Meski demikian, kepolisian tidak serta-merta menghentikan penanganan perkara. Proses penyelidikan tetap berjalan karena konten tersebut dinilai telah menimbulkan keresahan dan menabrak batas kepatutan di ruang publik. Polisi memulai pemeriksaan dari pelapor, lalu menjadwalkan pemanggilan pihak lain untuk dimintai keterangan.

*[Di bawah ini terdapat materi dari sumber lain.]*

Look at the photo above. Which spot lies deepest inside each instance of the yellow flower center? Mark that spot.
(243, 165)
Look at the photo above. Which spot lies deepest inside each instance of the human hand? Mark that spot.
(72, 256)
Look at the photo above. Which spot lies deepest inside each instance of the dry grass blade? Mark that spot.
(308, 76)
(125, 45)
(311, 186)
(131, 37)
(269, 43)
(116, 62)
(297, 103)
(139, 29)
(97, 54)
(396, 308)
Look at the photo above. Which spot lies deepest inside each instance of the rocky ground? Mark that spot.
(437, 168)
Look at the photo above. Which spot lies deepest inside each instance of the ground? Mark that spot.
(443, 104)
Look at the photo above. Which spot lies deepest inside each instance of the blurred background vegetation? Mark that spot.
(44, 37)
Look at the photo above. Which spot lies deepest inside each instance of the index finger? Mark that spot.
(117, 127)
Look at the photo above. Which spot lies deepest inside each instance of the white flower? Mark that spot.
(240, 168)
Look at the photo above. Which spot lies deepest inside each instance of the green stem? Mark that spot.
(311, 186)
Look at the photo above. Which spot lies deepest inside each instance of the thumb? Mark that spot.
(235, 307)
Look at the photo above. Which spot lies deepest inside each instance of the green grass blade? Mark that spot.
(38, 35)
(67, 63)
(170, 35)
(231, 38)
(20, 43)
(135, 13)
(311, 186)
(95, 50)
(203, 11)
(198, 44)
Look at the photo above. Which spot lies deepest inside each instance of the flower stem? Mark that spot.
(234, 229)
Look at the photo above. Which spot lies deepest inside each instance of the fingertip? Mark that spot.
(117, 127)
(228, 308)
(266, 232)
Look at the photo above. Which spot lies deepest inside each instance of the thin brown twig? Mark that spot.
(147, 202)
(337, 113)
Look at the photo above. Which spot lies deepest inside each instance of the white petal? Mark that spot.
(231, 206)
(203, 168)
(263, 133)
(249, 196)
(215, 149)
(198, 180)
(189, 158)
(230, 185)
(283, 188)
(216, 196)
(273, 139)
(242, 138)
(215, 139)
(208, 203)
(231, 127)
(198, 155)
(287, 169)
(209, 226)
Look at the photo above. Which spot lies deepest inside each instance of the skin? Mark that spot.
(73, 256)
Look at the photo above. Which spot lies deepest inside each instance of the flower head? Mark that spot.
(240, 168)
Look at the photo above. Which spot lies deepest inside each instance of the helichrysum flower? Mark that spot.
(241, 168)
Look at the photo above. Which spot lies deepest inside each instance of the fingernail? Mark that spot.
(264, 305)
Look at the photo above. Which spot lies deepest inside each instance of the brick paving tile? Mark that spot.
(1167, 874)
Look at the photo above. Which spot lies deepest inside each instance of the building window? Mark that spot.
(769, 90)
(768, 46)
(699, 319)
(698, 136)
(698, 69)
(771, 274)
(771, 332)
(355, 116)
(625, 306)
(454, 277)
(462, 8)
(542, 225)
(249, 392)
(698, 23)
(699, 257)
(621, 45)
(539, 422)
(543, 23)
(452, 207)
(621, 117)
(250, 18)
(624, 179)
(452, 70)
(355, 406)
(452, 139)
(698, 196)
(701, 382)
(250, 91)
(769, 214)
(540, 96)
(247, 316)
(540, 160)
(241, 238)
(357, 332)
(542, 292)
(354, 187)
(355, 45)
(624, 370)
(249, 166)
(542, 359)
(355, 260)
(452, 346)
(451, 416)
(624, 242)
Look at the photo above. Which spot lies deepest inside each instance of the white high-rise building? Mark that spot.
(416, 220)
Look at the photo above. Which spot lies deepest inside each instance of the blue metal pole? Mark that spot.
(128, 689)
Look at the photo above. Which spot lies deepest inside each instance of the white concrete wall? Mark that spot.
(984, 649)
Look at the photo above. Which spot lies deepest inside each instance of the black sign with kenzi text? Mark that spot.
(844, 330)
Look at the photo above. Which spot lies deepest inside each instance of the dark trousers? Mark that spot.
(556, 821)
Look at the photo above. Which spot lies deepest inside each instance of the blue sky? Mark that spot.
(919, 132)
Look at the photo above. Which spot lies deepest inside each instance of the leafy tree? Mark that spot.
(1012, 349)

Disebutkan, lebih dari lima orang akan dimintai keterangan. Di antaranya termasuk dua konten kreator yang muncul dalam video, yakni Mak Daster dan Inung Sia. Langkah ini dilakukan untuk menggali kronologi, motif pembuatan konten, serta memastikan tidak ada unsur pelanggaran lain yang melekat.
Dari sisi pembuat konten, kuasa hukum menyampaikan bahwa lokasi itu memang sejak awal dirancang sebagai properti untuk konsep horor komedi. Ia menegaskan bagian bawahnya kosong dan ada saluran yang disebut terkait septic tank, sehingga tidak pantas disimpulkan sebagai tindakan menginjak makam sungguhan.
Kuasa hukum juga menyebut video yang viral merupakan potongan awal dari rangkaian cerita, dan kelanjutannya menggambarkan “azab” bagi tokoh yang menginjak gundukan tersebut. Namun karena potongan awal sudah telanjur menyebar, publik terlanjur menangkapnya sebagai tindakan tidak sopan terhadap makam.
Walaupun secara teknis bukan makam asli, pihak konten kreator mengakui adegan tersebut tidak selaras dengan norma dan etika sosial. Permintaan maaf disampaikan kepada masyarakat, disertai pernyataan siap kooperatif memenuhi panggilan penyidik bila dibutuhkan.
Kasus ini menjadi pengingat bahwa “properti” dan “akting” tetap bisa menimbulkan dampak nyata jika menyentuh simbol-simbol sensitif. Di era video berdurasi singkat, potongan adegan mudah lepas dari konteks, sehingga kehati-hatian dalam merancang konten menjadi semakin penting.